How Blockchain Can Put Professional Project Managers Out Of A Job
At one point in my career, there was a Gartner report out saying that about 72% of IT projects were in "Recovery". It means that they were either late, over-budget or missing milestones altogether. I saw evidence of that everywhere I looked, in the large organization where I worked at the time. Huge multi-million dollar projects came to nothing. KPIs (Key Performance Indicators) were not met and things stalled -- sometimes because major stakeholders bickered over specifications after the project was started.
The band-aid fixes entailed adopting Agile methods where the scrum master was to remove impediments, or hire more consultants to speed things up. All of these actions rarely made any difference in the long run.
I have always believed that project management was merely applied common sense. I still believe it. However, I believe that common sense ain't so common. The failure of many projects hinges on missed details because the project manager operated at the 30,000 foot level, while the linchpin that caused the delay or failure was down in the weeds of project execution -- usually by a person not even on the radar of a project manager.
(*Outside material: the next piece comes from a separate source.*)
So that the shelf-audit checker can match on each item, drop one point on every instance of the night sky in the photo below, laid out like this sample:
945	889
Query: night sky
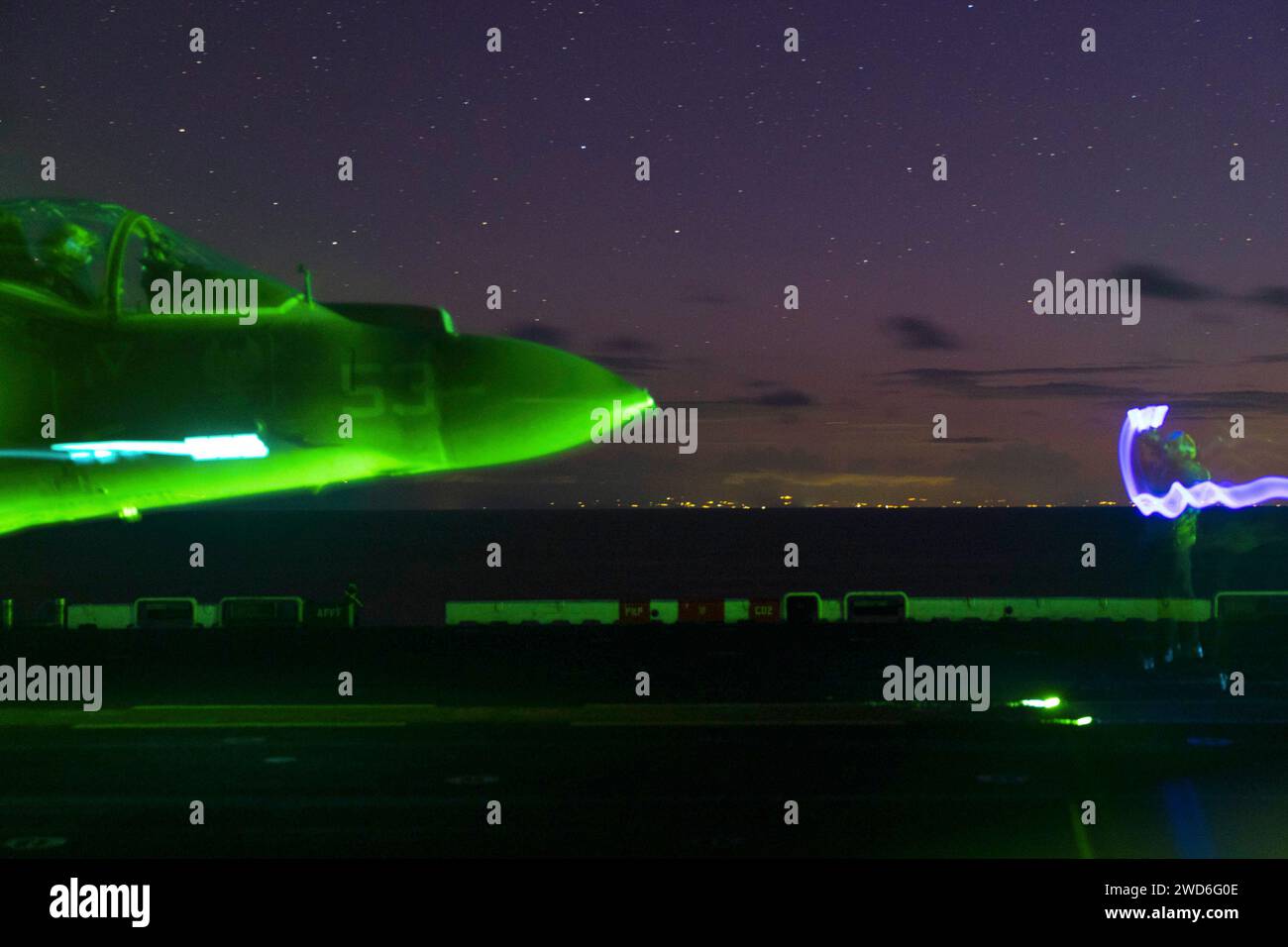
768	169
There has to be a better way, and to my mind, there is - blockchain. Here is the vision. Blockchain is a transparent, immutable, autonomous, outage-resistant true ledger that can have built-in intelligence with smart contracts. Suppose that instead of a Gantt chart, you had a series of smart contracts. The KPIs and milestones were all smart contracts. Having smart contracts forces one to think on an extremely granular level -- one not normally reached by a human project manager.
Each smart contract would assign a number of tokens to the project, based on activity completion. As each person in the project completed their tasks, they record their activity in the blockchain, and the blockchain itself keeps track of completion percentage by transferring tokens to the completion account. All of the tokens for that task or milestone are accounted for when complete. The sum total of all possible tokens represents a completed project meeting all goals. The blockchain is linked to an executive dashboard which does extensive drill-down reporting.
But wait, don't send money yet. There is more. Each entry in the blockchain feeds an AI engine that Map-Reduces and learns about the company's projects. This is the methodology of taking all process data (event logs and everything), integrating it into information and transforming it by abstraction into knowledge. This knowledge will be stored in a master blockchain which will have data to assist in the creation of smart contracts and the parameters necessary for future projects.
Such a system could not only out-perform a human project manager, but in the long run it would be cheaper. The most expensive part of most projects are usually the people costs and that area is usually the weakest link. The project management discipline is ripe for an AI/Blockchain disruption.